Changing OIDC_AUTHENTICATION_CALLBACK_URL to https url

[joshnewlinatclearobject]

Hey,

Currently, the auth callback url that is being generated is routing to http://.... I would like to change this to https://... so we can run my application in an iframe on a secure site. I've attempted setting the OIDC_AUTHENTICATION_CALLBACK_URL to the same url it generates, with just https instead of http.

The problem is that I'm receiving a NoReverseMatch at /oidc/authenticate/ 'https' is not a registered namespace error. I've followed this ticket #193 for advice on this, and it says I have to define a url in urls.py. I don't think I can do this, however, because as I'm aware, the urls in urls.py are relative to the hostname, and shouldn't care about what comes before the first /. Any advice on this issue, or how I can get around it in any way?

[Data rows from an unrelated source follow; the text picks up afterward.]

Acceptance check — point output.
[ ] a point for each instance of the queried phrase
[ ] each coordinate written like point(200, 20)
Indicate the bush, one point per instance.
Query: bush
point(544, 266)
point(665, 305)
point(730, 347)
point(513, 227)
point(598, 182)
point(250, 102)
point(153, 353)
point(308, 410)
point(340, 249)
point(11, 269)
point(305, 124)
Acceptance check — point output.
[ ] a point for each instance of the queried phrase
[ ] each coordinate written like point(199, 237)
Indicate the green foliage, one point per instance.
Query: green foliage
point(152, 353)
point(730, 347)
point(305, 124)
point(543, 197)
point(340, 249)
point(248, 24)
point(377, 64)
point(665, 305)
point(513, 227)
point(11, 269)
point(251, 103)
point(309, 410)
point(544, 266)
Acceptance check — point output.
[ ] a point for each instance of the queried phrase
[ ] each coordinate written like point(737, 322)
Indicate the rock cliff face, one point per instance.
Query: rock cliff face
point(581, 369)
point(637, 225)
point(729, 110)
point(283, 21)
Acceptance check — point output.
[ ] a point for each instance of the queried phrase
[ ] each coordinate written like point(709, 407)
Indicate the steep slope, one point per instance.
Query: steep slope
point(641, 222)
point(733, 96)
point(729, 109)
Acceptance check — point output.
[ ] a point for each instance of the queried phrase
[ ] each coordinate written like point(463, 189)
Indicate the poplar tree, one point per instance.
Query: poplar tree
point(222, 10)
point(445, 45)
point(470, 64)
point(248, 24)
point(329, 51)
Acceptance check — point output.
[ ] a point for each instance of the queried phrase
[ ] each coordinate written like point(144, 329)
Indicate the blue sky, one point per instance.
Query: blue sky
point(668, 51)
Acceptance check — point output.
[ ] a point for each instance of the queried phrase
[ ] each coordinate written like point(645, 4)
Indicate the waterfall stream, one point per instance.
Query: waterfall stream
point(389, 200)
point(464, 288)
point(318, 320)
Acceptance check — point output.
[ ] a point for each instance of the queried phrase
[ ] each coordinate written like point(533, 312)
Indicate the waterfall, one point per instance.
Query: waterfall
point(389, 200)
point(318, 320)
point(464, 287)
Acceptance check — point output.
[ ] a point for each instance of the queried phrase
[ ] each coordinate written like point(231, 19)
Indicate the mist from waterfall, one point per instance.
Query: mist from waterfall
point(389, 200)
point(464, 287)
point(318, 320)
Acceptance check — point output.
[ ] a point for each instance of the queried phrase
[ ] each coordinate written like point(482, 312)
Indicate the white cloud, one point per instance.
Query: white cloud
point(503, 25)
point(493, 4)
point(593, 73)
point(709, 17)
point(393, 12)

I appreciate the time you took to read this, I'm sorry if this is the incorrect place to ask a question like this. Thanks.

[johngian]

Hey @joshnewlinatclearobject! Regarding securing your website with SSL, what's your current setup? I common way to setup HTTPS in Django is to do SSL termination with a load balancer in front of your website.

Can you provide some more context to see how I can help?

[joshnewlinatclearobject]

Hey, thanks for the reply. I've since fixed this issue with a simple nginx config, instead of using the OIDC_AUTHENTICATION_CALLBACK_URL variable. For any people potentially having this same issue in the future, all it took was this line in my nginx config:

proxy_redirect / https://$host/;

[johngian]

Cool, thanks for the feedback @joshnewlinatclearobject
Usually SSL related stuff are handled in a different level (reverse proxy, load balancer, ssl termination) same way you've figured this out.